Sometimes they didn't and it was always a dreaded thing to hear that the "bulls are out!!" One night we woke up to hear a beller and cattle running past the bedroom window. Mary said right away, "The bulls are out!!" She says that without even opening my eyes I said, "Sometimes cows make noises like that". She also says that if I ever die unexpectedly don't even bother to do an autopsy because she already knows what caused my sudden demise. Its sand in the lungs, from "putting my head in the sand" all these years instead of choosing to face reality.
I'll close with a story that illustrates better than anything her character and personality. I've told her that I will tell this story at her funeral but considering the amount of sand in my lungs already, I better not wait in case I don't get the chance.
Now one thing Mary isn't is gullible. (Just look back at that picture of her going to the barn. Isn't there just something in those eyes that says, "Yeah, right, just go ahead and try to pull something on me.") Our daughter's first husband was quite a smooth and slick character and he said something to the effect that he could pull the wool over my eyes and get me to believe something but "Mrs. Yoder", now she was a different story.
Anyway, back to my story......... Sometimes in the summer we have "Southwestern" salesmen that come door to door selling Bible study type books. These guys are usually clean-cut college kids trying to make some money during the summer months.
Mary has always insisted that the first thing they always do is ask you for a drink of water. Then if you let them in and give them a drink, there's something about that that breaks a barrier down or something. It makes them seem like part of the family and you're more apt to buy their books.

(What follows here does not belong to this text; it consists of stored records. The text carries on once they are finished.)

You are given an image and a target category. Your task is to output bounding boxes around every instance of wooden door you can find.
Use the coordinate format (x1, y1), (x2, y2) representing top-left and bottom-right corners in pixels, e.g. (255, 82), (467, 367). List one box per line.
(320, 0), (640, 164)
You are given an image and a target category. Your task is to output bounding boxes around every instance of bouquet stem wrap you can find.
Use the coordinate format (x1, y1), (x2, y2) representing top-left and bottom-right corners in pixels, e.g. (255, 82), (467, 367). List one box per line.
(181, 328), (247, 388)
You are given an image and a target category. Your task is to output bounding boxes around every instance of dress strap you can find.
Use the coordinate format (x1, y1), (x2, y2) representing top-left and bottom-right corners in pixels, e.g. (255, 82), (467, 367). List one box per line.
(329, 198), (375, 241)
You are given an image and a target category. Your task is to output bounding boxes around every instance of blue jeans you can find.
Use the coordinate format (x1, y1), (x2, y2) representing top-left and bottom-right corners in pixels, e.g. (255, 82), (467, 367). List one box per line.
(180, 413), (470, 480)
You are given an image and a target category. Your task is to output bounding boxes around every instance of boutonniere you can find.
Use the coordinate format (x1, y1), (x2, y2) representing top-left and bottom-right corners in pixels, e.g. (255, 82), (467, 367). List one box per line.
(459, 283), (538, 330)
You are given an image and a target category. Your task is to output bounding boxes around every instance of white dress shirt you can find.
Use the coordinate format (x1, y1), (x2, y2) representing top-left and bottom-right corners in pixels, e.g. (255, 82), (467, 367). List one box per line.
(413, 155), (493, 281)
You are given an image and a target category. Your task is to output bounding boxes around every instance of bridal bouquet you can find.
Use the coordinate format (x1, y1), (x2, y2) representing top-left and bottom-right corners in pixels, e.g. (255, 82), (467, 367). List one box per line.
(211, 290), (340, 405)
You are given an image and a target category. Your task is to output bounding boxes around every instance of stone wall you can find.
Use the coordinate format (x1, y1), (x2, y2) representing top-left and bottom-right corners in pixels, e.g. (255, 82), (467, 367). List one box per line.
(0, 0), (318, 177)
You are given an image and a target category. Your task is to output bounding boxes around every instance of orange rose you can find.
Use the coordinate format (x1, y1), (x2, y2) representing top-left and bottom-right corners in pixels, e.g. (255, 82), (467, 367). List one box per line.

So one day a few years ago, (I wasn't at home) a young man knocks on our door. A "Southwestern" young man. Could he come in, he asks, and show her what he has to offer? She says, yes he can as long as he doesn't ask for a drink of water. And she went on to tell him her theory.
That won't be a problem he says, since he just had several glasses of water up the road at Esther Bowmans. So he went on showing her the books he had for sale. Somewhere along in the presentation he hesitantly asks, "Ma'am, would you happen to have a bathroom I could use?" Mary says she supposes that is a legitimate request seeing as how he had all those glasses of water at Esthers.
He goes on with his sales pitch and Mary actually does buy a book or two. Then when he is doing the paperwork she refuses to put all her information on his list because you can look down over it and see who all in the community has bought books along with their personal info.
So he's finally done and ready to leave. (He probably can't wait to get out the door!) She says, "Sir, you've been asking me all kinds of questions, now could I ask you one?" Well, yes go ahead, he says. She goes on, "Do you happen to like Dr. Pepper?" Well, yes, in fact he does. So she goes and gets him a nice cold one out of the fridge and sends him on his way. Probably the most interesting call he made all day.
I gave Mary a card once some years ago on our anniversary. It said, "Being married to you has been a lot of things but boring hasn't been one of them."
Now don't get me wrong, Mary isn't the only one to have had to endure a few things in this marriage. I've endured a thing or two every now and again. But would I do it all over again?? You betcha I would.
P.S. As I said, Mary doesn't look over these posts before they are published. In fact some of you will probably read this before she does. I'll just ask this favor of you; if you don't hear anything out of me for several weeks, would you come looking for me? I may be stuck in the doghouse somewhere.